Ecuador will not forget its “mistreatment” by China in failed talks to finance a hydroelectric station, Ecuadoran President Rafael Correa said on Saturday, threatening to seek financing from Taiwan.
Correa said that he “unilaterally ended” talks on Wednesday with the Chinese bank Eximbank “because of the mistreatment and the rudeness” that the Ecuadoran negotiator endured.
“We will not forget this,” Correa said in his weekly broadcast.
Correa said there were “many alternatives” to obtaining financing for the hydroelectric project, including from Taiwan.
“We have shown much solidarity toward China, supported the ‘one China’ policy, have supported China, but we will not forget how they treated us,” Correa said.
Correa’s leftist administration considered “unacceptable” China’s conditions for a US$1.7 billion loan to build the Coca Codo Sinclair hydroelectric plant. Eximbank had demanded that Ecuador’s central bank put its assets up as collateral for the loan.
“Never before,” said Correa, had anyone made such requests, which in any case were forbidden by law.
If the Chinese “are going to treat us like another transnational corporation, with more rigor than the International Monetary Fund ... we will seek financing elsewhere. We are not going to surrender our sovereignty, even to a country as beloved as China,” he said.
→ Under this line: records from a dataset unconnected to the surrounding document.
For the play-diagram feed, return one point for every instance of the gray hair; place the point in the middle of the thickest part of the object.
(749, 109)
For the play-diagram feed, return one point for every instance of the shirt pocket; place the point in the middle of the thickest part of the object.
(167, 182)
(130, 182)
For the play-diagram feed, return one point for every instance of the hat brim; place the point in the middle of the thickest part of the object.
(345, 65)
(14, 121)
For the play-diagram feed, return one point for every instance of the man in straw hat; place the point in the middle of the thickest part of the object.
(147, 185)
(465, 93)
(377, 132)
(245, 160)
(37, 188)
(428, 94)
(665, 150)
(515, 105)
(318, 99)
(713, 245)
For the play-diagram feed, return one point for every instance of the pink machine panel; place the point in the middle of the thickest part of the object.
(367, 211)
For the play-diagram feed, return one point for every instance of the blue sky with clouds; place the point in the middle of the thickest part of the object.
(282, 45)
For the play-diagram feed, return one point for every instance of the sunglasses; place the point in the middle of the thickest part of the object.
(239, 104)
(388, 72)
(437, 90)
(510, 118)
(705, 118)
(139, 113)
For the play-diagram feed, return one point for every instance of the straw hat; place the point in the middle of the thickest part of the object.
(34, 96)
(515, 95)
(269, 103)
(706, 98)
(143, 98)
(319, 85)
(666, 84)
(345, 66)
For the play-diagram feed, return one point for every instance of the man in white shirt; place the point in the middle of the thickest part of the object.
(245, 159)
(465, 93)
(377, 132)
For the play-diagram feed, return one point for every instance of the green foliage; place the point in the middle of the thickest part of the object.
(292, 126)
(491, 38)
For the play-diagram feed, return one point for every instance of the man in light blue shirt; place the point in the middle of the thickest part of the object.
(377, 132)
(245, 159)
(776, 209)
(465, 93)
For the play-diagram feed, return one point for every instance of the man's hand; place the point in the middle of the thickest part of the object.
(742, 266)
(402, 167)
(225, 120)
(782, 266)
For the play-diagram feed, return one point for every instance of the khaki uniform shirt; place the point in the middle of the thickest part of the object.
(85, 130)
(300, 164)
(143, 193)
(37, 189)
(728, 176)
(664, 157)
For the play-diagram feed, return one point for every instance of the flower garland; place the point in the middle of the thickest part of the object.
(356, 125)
The comments came after Ecuador and China signed US$4.7 billion in cooperation agreements in November during a visit by Jia Qinglin (賈慶林), chairman of the National Committee of the Chinese People’s Political Consultative Conference.
Asked for comment, Ministry of Foreign Affairs deputy spokesman James Chang (章計平) said Taiwan would evaluate Ecuador’s needs for development after Taiwan’s representative office in Ecuador had received the relevant information and reported back to Taipei.
“We consider it important to develop substantial relations with countries that do not have diplomatic ties with Taiwan,” Chang said.